Differentially Private Synthetic Text Generation for Retrieval-Augmented Generation (RAG)¶

Conference: ACL 2026 Findings
arXiv: 2510.06719
Code: Extended based on https://github.com/sarus-tech/dp-rag
Area: LLM Security / Differential Privacy / RAG
Keywords: Differential Privacy, Synthetic Data, RAG, Private Prediction, Subsample-and-Aggregate

TL;DR¶

DP-SynRAG utilizes LLMs to distill private RAG databases into differentially private synthetic text libraries in a one-time process. Subsequent queries do not consume any privacy budget. On Medical Synth, MovieLens, and SearchQA datasets, its accuracy significantly outperforms query-time DP-RAG (which collapses in multi-query scenarios).

Background & Motivation¶

Background: RAG grounds LLMs using external private knowledge bases. However, in sectors like healthcare or recommendation systems, databases contain highly sensitive content such as PII or medical records. Research indicates that: (a) even benign queries can cause LLMs to replicate private fragments; (b) targeted extraction and membership inference attacks can efficiently retrieve original records.
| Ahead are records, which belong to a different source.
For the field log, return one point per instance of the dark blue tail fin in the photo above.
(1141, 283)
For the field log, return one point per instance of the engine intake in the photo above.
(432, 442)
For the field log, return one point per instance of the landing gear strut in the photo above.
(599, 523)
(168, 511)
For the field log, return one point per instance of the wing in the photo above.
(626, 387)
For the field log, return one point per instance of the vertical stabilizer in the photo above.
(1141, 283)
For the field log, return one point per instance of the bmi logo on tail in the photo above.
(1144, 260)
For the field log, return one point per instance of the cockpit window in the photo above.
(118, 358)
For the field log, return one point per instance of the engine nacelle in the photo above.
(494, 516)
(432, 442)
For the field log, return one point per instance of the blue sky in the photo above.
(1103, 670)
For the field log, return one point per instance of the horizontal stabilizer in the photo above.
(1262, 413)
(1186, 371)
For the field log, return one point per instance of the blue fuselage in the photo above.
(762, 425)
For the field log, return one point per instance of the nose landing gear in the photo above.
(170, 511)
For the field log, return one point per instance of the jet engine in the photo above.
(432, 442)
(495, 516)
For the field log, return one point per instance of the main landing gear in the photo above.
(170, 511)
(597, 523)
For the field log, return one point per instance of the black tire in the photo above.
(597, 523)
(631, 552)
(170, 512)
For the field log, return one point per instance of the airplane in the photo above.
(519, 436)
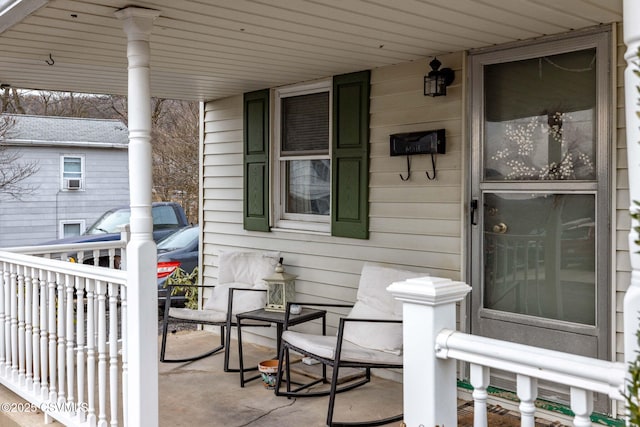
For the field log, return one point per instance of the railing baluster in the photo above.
(479, 377)
(527, 389)
(124, 319)
(61, 338)
(14, 321)
(28, 330)
(21, 326)
(113, 353)
(44, 316)
(35, 336)
(53, 344)
(3, 317)
(102, 354)
(80, 337)
(582, 406)
(91, 354)
(70, 339)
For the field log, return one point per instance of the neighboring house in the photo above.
(82, 172)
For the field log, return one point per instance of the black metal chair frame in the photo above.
(225, 329)
(336, 364)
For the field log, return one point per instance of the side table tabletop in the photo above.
(278, 318)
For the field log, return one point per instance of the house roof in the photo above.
(210, 49)
(49, 130)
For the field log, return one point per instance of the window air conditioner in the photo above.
(72, 184)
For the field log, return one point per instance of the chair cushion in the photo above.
(325, 346)
(372, 289)
(242, 301)
(208, 316)
(373, 301)
(385, 337)
(246, 267)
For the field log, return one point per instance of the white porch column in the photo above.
(429, 383)
(631, 23)
(142, 332)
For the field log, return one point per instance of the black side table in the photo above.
(262, 315)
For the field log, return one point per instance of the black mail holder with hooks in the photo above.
(425, 142)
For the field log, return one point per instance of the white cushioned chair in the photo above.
(240, 288)
(369, 337)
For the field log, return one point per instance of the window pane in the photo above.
(72, 167)
(540, 118)
(308, 186)
(305, 124)
(164, 216)
(540, 256)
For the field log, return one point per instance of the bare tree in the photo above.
(13, 172)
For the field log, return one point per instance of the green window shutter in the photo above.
(256, 160)
(350, 156)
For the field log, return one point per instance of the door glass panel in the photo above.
(540, 118)
(539, 256)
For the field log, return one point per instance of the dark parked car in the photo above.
(167, 218)
(178, 250)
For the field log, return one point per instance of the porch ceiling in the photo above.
(208, 49)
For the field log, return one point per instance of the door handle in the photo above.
(500, 228)
(473, 208)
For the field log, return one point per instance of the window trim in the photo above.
(63, 187)
(61, 224)
(281, 219)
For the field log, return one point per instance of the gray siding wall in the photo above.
(414, 225)
(36, 217)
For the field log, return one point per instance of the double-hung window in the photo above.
(302, 157)
(72, 172)
(306, 157)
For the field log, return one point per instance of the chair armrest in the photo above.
(169, 286)
(287, 313)
(343, 321)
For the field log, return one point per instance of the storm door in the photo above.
(540, 200)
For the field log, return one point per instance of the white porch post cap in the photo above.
(429, 290)
(138, 21)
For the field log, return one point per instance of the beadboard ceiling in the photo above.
(209, 49)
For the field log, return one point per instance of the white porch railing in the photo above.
(61, 343)
(431, 352)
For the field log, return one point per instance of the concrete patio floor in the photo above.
(200, 393)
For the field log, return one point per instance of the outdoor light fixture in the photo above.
(280, 289)
(436, 82)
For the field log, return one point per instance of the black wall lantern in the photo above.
(436, 82)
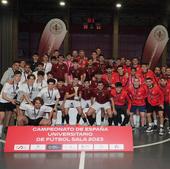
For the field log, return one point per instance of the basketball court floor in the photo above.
(150, 151)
Limitations of Prior Work: Existing private RAG solutions (e.g., DP-RAG / Koga 2025 / Wang 2025) rely on query-time DP, adding noise to the output layer of each query response. Consequently, the privacy budget accumulates linearly with the number of queries. For 1,000 queries with a per-query budget of \(\varepsilon_{\text{query}} = 10\), the total budget \(\varepsilon_{\text{total}} \approx 10000\). This either depletes the budget quickly or results in excessive noise that renders the system unusable. Figure 3 shows that DP-RAG becomes entirely ineffective after 20 queries under \(\varepsilon_{\text{total}}=20\).
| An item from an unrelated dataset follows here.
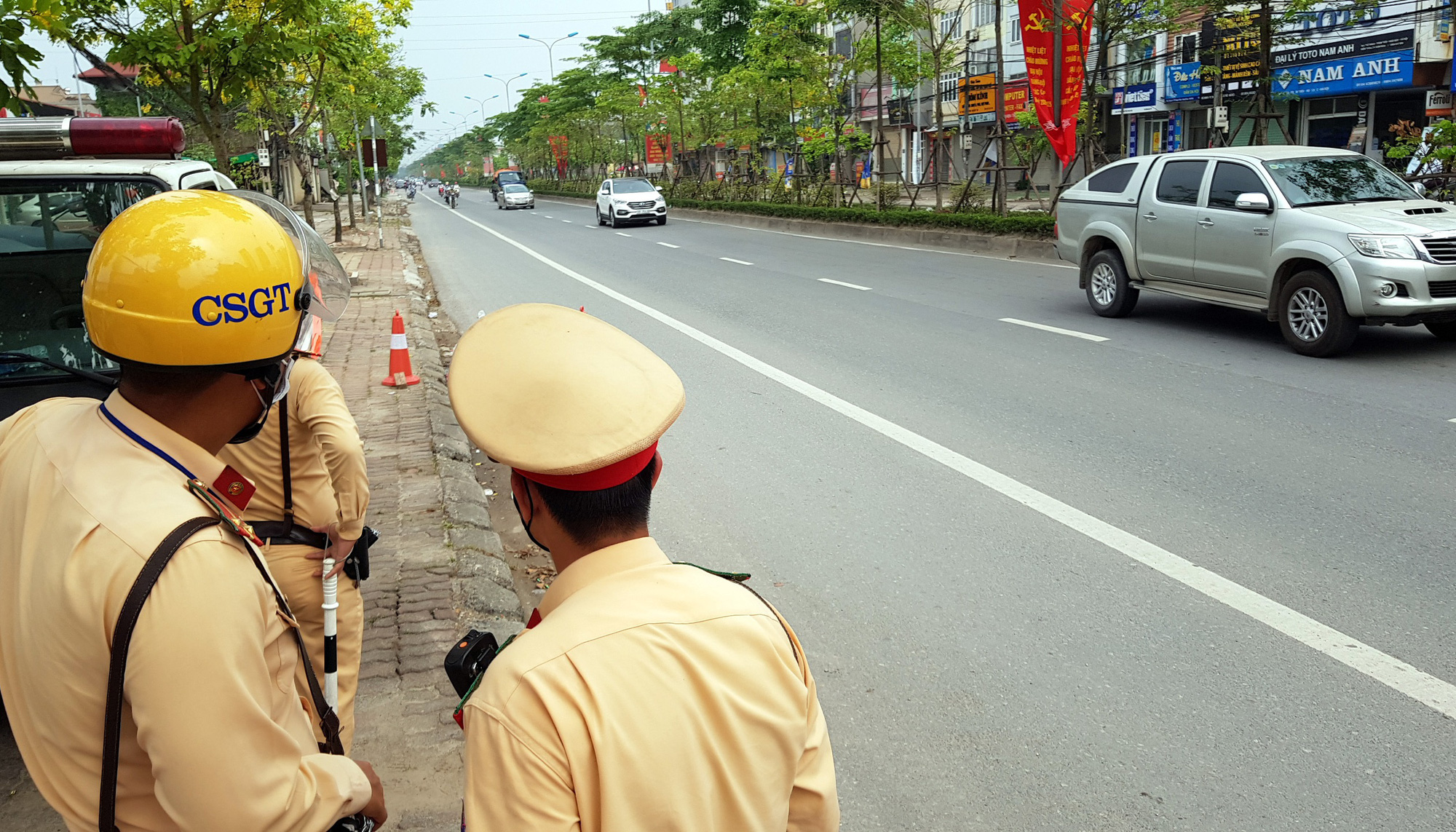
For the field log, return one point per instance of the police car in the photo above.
(62, 181)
Key Challenge: A knowledge base is a resource that is "read repeatedly," yet query-time DP assumes "privacy must be paid for every read." This assumption is fundamentally mismatched for multi-query RAG scenarios. Privacy costs should be paid once for "database construction," after which all queries are considered post-processing (immune to DP degradation).

Goal: To construct a solution where: (1) the privacy budget is fixed and independent of the number of queries; (2) no DP-SGD fine-tuning of the LLM is required; (3) task-critical details (e.g., disease names, user preferences) are preserved in synthetic text, rather than just learning dataset-average styles.
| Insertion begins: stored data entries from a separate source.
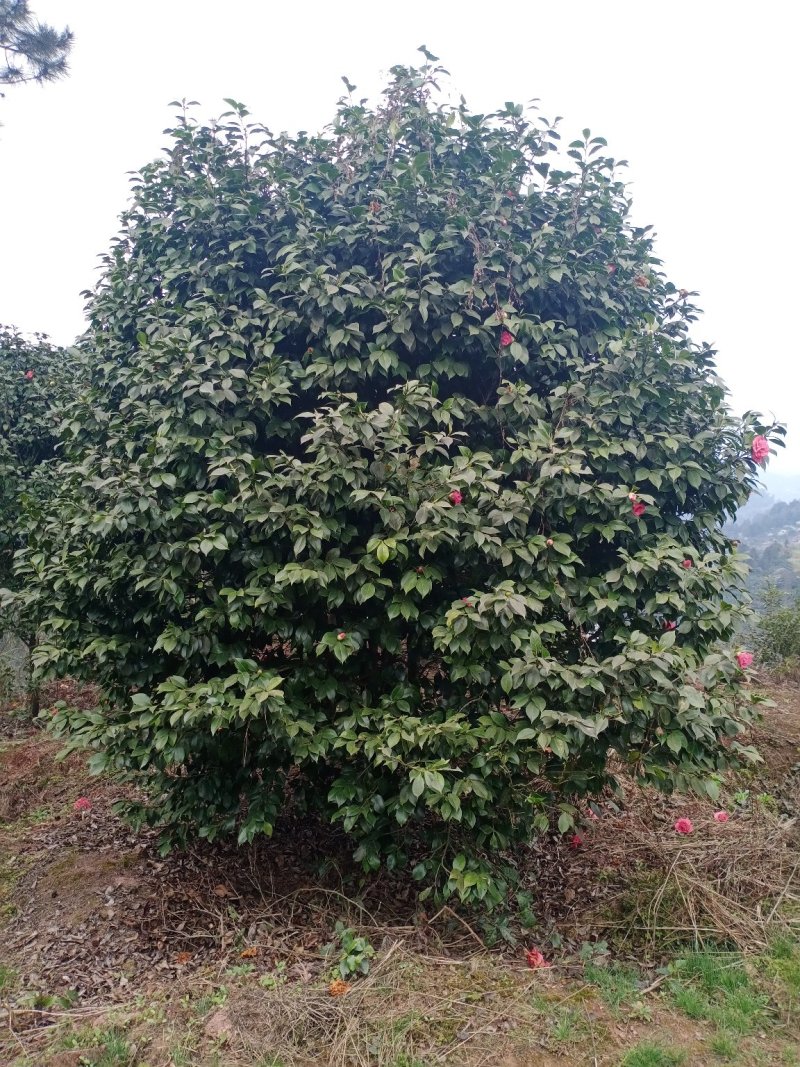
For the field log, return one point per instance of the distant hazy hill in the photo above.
(783, 487)
(769, 532)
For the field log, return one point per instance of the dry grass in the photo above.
(410, 1009)
(734, 884)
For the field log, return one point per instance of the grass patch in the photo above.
(649, 1054)
(618, 983)
(110, 1047)
(716, 987)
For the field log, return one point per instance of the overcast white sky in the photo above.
(701, 97)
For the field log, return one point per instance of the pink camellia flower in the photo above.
(760, 448)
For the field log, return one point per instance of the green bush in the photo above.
(351, 512)
(36, 381)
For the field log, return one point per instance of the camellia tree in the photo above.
(36, 381)
(398, 492)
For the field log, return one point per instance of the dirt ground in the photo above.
(111, 954)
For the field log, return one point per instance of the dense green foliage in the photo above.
(31, 50)
(347, 513)
(36, 380)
Key Insight: Build upon the private prediction framework (subsample-and-aggregate + logit aggregation + clipping) but introduce a strategy of clustering by keywords before synthesizing within clusters. Previous methods (Amin/Tang/Hong) utilized random subsampling of the entire library, which only captured global average features. This paper utilizes DP clustering to ensure each subset is theme-consistent, thereby generating synthetic text that preserves "locality."

Core Idea: A five-step pipeline converts query-time DP to data-time DP: "DP Keyword Histogram → DP Soft Clustering → DP Embedding Re-ranking → Intra-cluster Private Prediction Rewriting → LLM Self-filtering." A one-time budget is paid for infinite subsequent queries.

Method¶

Overall Architecture¶

The pipeline consists of two stages (Algorithm 1, 5 sub-steps):

Stage 1: DP Soft Clustering (a) Keyword Histogram: The LLM extracts \(K\) representative keywords from each document (limiting to \(K\) makes sensitivity \(\sqrt{K}\)). A global histogram is summed and perturbed with Gaussian noise: \(h' = h + \mathcal{N}(0, \sigma_h^2 I)\). (b) Keyword Soft Clustering: The top-\(R\) keywords \(W = \{w_1, \ldots, w_R\}\) are identified. Traversing in reverse frequency order (to prevent high-frequency, non-informative words from dominating), each keyword \(w_r\) forms a cluster \(C_r = \{d_i \mid w_r \in d_i, \text{ and } d_i \text{ belongs to } <L \text{ clusters}\}\). Each document is assigned to at most \(L\) clusters. (c) Embedding Re-ranking: For each \(C_r\), a noisy mean embedding is calculated via the Gaussian mechanism: \(\mu(C_r) = \sum_{d_i \in C_r} \mathcal{E}(d_i) + \mathcal{N}(0, \sigma_\mu^2 I)\). The exponential mechanism selects a similarity threshold \(\theta_s\) to retain \(S_r = \{d_i \in C_r \mid \text{sim}(\mathcal{E}(d_i), \mu(C_r)) > \theta_s\}\).

Stage 2: Synthetic Text Generation (d) Private Prediction: Logit aggregation is performed in parallel for each \(S_r\). Each document is paired with a rephrase prompt \(p_i\). The logit for the \(n\)-th token is \(z_n(S_r) = \sum_{d_i \in S_r} \text{clip}_c(\mathcal{L}(p_i, y_{r, <n}))\). Softmax sampling is equivalent to the exponential mechanism with sensitivity \(c\). This yields synthetic text \(y_r\) of length \(T\). (e) Self-filtering: Each \(y_r\) along with the downstream task description is fed back to the LLM to determine utility. Only those marked "YES" enter the synthetic library (post-processing does not consume privacy budget).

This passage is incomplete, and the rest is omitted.